Bu maddenin uygulanmasına ilişkin usul ve esaslar, Sağlık Bakanlığı ile Kurumun birlikte çıkaracağı yönetmelikle düzenlenir.
Bu yasal düzenleme gereğince düzenlenen Çalışma Gücü ve Meslekte Kazanma Gücü Kaybı Oranı Tespit İşleri Yönetmeliğinin Geçici 1. maddesinde; Bu Yönetmeliğin yürürlüğe girdiği tarihten önce çalışma gücü kaybı, iş kazası, meslek hastalığı, vazife malullüğü, harp malullüğü sonucu meslekte kazanma gücü kaybı ile erken yaşlanma durumlarının tespiti talebinde bulunan sigortalılar ve hak sahipleri için, yürürlükten kaldırılan ilgili sosyal güvenlik mevzuatının 5510 sayılı Yasa’ya aykırı olmayan hükümlerinin uygulanacağı, 5. maddesinde sigortalı ve hak sahiplerinin çalışma gücü oranlarının a) Sağlık Bakanlığı eğitim ve araştırma hastaneleri, b) Devlet Üniversitesi, c) Türk Silahli Kuvvetlerine bağlı asker hastaneleri, ç) sigortalıların ikamet ettikleri illerde (a), (b), (c) bentlerinde belirtilen hastanelerin bulunmaması durumunda Sağlık Bakanlığı tam teşekküllü hastanelerin yetkili olduğu, bildirilmiş, Sosyal Sigorta İşlemleri Yönetmeliğinin 56. maddesinde ise Kurum Sağlık Kurulunca verilen karara karşı yapılan itirazların Yüksek Sağlık Kululunca inceleneceği bildirilmiştir.

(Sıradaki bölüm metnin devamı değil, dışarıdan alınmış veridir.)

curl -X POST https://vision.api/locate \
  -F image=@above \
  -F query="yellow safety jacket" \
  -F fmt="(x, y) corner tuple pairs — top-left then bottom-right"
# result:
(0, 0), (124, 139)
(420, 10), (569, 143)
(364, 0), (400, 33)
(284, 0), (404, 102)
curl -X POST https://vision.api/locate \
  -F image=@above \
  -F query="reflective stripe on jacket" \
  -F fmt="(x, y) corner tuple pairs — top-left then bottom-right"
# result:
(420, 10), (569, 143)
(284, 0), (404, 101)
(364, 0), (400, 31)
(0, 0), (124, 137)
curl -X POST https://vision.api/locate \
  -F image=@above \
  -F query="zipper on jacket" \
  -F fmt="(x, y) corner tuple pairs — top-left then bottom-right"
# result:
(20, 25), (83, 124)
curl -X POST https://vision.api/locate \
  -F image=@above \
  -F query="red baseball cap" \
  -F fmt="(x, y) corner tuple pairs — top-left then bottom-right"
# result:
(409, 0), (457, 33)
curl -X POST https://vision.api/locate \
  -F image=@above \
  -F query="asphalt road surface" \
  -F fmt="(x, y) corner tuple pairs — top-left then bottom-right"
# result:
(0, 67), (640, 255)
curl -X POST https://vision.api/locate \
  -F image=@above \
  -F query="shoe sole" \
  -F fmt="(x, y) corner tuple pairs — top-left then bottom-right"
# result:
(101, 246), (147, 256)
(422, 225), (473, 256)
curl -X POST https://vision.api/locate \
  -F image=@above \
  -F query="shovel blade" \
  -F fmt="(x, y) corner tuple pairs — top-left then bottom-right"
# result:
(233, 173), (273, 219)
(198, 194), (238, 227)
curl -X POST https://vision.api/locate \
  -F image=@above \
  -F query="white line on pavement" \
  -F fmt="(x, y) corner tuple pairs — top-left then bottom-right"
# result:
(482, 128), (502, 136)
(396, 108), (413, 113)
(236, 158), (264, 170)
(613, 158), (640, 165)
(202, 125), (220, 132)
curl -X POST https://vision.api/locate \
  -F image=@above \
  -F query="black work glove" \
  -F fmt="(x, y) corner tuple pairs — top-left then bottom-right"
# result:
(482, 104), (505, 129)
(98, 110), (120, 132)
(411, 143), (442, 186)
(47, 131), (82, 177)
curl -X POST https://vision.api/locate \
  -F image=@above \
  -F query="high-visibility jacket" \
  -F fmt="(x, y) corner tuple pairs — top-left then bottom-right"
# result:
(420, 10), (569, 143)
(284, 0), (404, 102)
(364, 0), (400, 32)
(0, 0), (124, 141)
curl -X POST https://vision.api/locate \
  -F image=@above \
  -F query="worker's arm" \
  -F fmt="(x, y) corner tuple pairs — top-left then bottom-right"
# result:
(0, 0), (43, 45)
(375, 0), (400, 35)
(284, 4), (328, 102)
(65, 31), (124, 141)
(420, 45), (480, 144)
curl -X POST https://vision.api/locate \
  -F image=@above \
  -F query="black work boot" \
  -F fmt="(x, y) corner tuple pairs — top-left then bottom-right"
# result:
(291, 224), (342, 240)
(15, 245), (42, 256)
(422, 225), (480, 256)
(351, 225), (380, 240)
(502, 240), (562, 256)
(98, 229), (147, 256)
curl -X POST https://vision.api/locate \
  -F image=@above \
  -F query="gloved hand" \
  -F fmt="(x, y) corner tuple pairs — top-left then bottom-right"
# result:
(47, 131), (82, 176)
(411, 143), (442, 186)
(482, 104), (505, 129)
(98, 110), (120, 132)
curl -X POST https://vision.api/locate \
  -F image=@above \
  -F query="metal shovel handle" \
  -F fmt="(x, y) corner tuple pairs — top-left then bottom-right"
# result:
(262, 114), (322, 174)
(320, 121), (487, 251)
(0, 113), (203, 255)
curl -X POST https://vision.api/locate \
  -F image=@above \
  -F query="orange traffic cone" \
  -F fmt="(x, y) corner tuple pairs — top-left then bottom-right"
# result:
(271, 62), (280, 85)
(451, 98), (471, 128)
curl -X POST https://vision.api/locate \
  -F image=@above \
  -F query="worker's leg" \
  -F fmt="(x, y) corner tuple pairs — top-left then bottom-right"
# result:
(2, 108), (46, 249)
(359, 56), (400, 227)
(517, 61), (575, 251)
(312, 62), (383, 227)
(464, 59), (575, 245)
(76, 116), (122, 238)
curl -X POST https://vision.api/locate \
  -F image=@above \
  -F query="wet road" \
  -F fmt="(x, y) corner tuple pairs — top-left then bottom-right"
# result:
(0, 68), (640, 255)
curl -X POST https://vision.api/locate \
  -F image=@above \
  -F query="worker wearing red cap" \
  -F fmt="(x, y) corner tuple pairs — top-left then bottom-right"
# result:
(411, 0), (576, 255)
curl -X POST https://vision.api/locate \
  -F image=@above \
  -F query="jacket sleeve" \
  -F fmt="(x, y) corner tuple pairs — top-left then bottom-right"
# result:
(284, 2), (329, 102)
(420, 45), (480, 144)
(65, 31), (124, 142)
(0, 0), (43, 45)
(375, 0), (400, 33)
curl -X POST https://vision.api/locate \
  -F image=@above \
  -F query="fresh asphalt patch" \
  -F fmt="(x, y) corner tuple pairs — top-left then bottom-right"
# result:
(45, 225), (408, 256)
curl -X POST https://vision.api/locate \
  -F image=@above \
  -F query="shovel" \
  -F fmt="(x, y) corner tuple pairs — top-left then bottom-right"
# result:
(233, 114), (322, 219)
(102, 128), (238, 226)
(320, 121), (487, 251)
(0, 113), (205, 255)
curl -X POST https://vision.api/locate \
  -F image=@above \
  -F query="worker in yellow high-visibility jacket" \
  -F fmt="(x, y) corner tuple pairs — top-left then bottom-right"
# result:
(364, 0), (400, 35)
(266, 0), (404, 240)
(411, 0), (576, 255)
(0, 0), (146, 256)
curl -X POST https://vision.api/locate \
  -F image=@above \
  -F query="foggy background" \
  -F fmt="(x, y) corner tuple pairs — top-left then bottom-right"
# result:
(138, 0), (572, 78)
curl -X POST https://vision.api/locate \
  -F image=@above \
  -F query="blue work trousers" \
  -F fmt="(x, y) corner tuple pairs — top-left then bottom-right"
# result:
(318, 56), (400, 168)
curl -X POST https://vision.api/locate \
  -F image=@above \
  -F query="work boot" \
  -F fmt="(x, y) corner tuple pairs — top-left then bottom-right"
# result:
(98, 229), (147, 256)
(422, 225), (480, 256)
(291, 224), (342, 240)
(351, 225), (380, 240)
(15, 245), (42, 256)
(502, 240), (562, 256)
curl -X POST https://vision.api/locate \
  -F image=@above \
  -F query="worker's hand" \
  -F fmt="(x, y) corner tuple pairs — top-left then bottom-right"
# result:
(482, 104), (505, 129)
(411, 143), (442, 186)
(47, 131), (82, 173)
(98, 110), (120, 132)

Kural olarak Yüksek Sağlık Kurulunca verilen karar Sosyal Güvenlik Kurumunu bağlayıcı nitelikte ise de diğer ilgililer yönünden bir bağlayıcılığı olmadığından Yüksek Sağlık Kurulu Kararına itiraz edilmesi halinde inceleme öncelikle Adli Tıp Kurumu ihtisas ve giderek Adli Tıp Kurumu Genel Kurulu aracılığıyla yaptırılmalıdır. Yargıtay İçtihadı Birleştirme Büyük Genel Kurulu’nun 28.06.1976 günlü, 1976/6-4 sayılı Kararı da bu yöndedir.
Bunun yanında mahkemelerce kazalının maluliyet oranının tereddütsüz olarak ortaya konulması kadar eğer bu maluliyet oranında birden fazla neden etkili ise her bir nedenin mevcut maluliyet oranına katkısı açıkça ortaya konulmalıdır. Bunun aksinin kabulü davalı/davalılar aleyhine hakkaniyetsiz neticeler doğurur.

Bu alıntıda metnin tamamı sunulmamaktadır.